Using webcopy to skin/copy a regular html/wordpress/CMS site is a breeze yet when doing so with a Websphere Portal site, the URL's that are generated are usually dynamic since the site does not have clean URL's.  So a website with about 30 regular page url's might take 2 minutes to download, yet for portal, it would stay for a day or two trying to download a million variations of a URL.   I don't know if there's a way to stop it from doing so and haven't been successful at copying a site running on that platform.

You can try for yourself and see what i mean.  I've tried the copy website option on another site: https://www.straighttalk.com/wps/portal/home  which has cleaner URL's and it actually downloaded the site in around 5 minutes but had CSS problems all over the site.

Any thoughts on this?

Thank you

Richard Moss

Hello,

Thanks for the information. I'll take a look at it as soon as I can, but it's likely to be the weekend before I get a chance to look at this in any depth.

I had a very quick look at the site you referenced, and as you noted it has some pretty nasty URL's that seem to break pretty much every URL based SEO guideline you could think of. I suspect that you might not have any luck with WebCopy either however, partially as the current version doesn't have the ability to manipulate URL's, e.g. to chop of everything after the first ! character.

I'll get back to you when I have had a chance to run some actual tests.

What a peculiar system...

Regards;
Richard Moss

JohnnyJohn

Thank you so much richard.

Yes, these websites are hosted on major platforms - IBM WebSphere Portal - which are extremely expensive and can handle loads beyond imagination (used by airlines, telecom and fortune 100 corps worldwide). 

It's too bad that many companies don't take into consideration SEO best practices but it is what it is. 

I did run webcopy over night and it finally finished downloading the entire site with all million variations of the pages.  Everything did work find yet after a while, the cookies expired i guess and that broke CSS.   

Hope you can suggest a workaround to this problem.. I would highly appreciate it!


JohnnyJohn

Hi Richard,

Any updates on this?  Were you successful copying the site with its assets?

thank you

Richard Moss

Hello,

I looked into it further but don't have a solution yet unfortunately. I'll be taking another look shortly, once I've made some changes to WebCopy.

Regards;
Richard Moss

JohnnyJohn

Great!!  Waiting anxiously for your results!

thanks once again richard!!

Richard Moss

I've spent some time now scanning this site and these things are just monsters - I'm going to have to concede defeat for the time being. The amount of redirects, missing resources, and the URL patterns are just awful.

Their practice of using the different URL's for the same actions (forgot username and forgot password is one pair of actions I spotted doing this) doesn't help either. The length of the URL's and the randomized/encoded/whatever nature of them just makes my eyes bleed.

Unfortunately I'm not going to be able to help further on this issue as I've spent longer on it that I normally do with support requests and I'm not getting anywhere with it at all - I can't even pin down if it's a WebCopy issue or just a massive mass of redirecting pages.
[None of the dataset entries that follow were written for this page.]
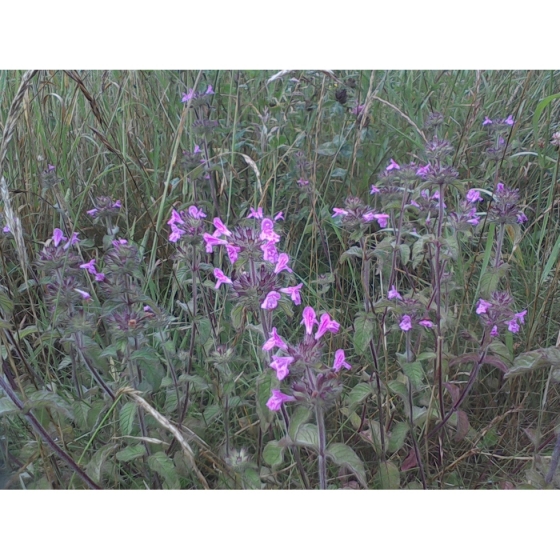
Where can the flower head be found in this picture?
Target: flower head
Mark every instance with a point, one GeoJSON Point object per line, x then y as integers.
{"type": "Point", "coordinates": [58, 236]}
{"type": "Point", "coordinates": [473, 196]}
{"type": "Point", "coordinates": [393, 293]}
{"type": "Point", "coordinates": [406, 323]}
{"type": "Point", "coordinates": [280, 366]}
{"type": "Point", "coordinates": [274, 342]}
{"type": "Point", "coordinates": [483, 306]}
{"type": "Point", "coordinates": [340, 361]}
{"type": "Point", "coordinates": [293, 292]}
{"type": "Point", "coordinates": [309, 319]}
{"type": "Point", "coordinates": [282, 263]}
{"type": "Point", "coordinates": [277, 400]}
{"type": "Point", "coordinates": [221, 277]}
{"type": "Point", "coordinates": [271, 300]}
{"type": "Point", "coordinates": [326, 324]}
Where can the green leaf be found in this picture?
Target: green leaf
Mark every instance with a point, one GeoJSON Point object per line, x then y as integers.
{"type": "Point", "coordinates": [127, 415]}
{"type": "Point", "coordinates": [48, 399]}
{"type": "Point", "coordinates": [95, 466]}
{"type": "Point", "coordinates": [307, 436]}
{"type": "Point", "coordinates": [535, 359]}
{"type": "Point", "coordinates": [388, 476]}
{"type": "Point", "coordinates": [7, 406]}
{"type": "Point", "coordinates": [358, 394]}
{"type": "Point", "coordinates": [6, 304]}
{"type": "Point", "coordinates": [397, 436]}
{"type": "Point", "coordinates": [164, 466]}
{"type": "Point", "coordinates": [273, 453]}
{"type": "Point", "coordinates": [300, 415]}
{"type": "Point", "coordinates": [542, 105]}
{"type": "Point", "coordinates": [264, 390]}
{"type": "Point", "coordinates": [81, 410]}
{"type": "Point", "coordinates": [415, 372]}
{"type": "Point", "coordinates": [131, 452]}
{"type": "Point", "coordinates": [363, 332]}
{"type": "Point", "coordinates": [405, 253]}
{"type": "Point", "coordinates": [343, 455]}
If possible I will take another look at this when time allows, but right now there's nothing more I can do.

Sorry for the inconvenience, I hope you find a tool that handles it.

JohnnyJohn

Richard,

Thank you for trying and i'm 99% sure it's not your software.  It's definitely portal and since it doesn't have any clean URL's, this is bound to happen as you suggested with how the URL's are dynamically generated.

I'm going to attempt this on another site with clean URL's and see if this helps.   Without spending too much time, do you recommend any settings for a site with clean URL's -- for example: https://www.straighttalk.com/wps/portal/home

maybe another idea/suggestion, can i have your software crawl a certain set of URL's (that i get from the sitemap for example?)

Thank you once again

Richard Moss

Hello,

I think the default settings should be fine - the only one that I think is problematic is extension remapping. By default, it will keep extensions, so if you have a file named index.php, the downloaded version will also have the extension php, even though it's HTML. This has been on the todo list to overhaul for a while.

You can give WebCopy a fixed list of URL's to scan, but you can't effectively say "only scan what you find in a given location", that's a limitation of the current rules system. I did a prototype of a new rule engine a good couple of years ago and due to lack of resource that has never been integrated with WebCopy either.

Regards;
Richard Moss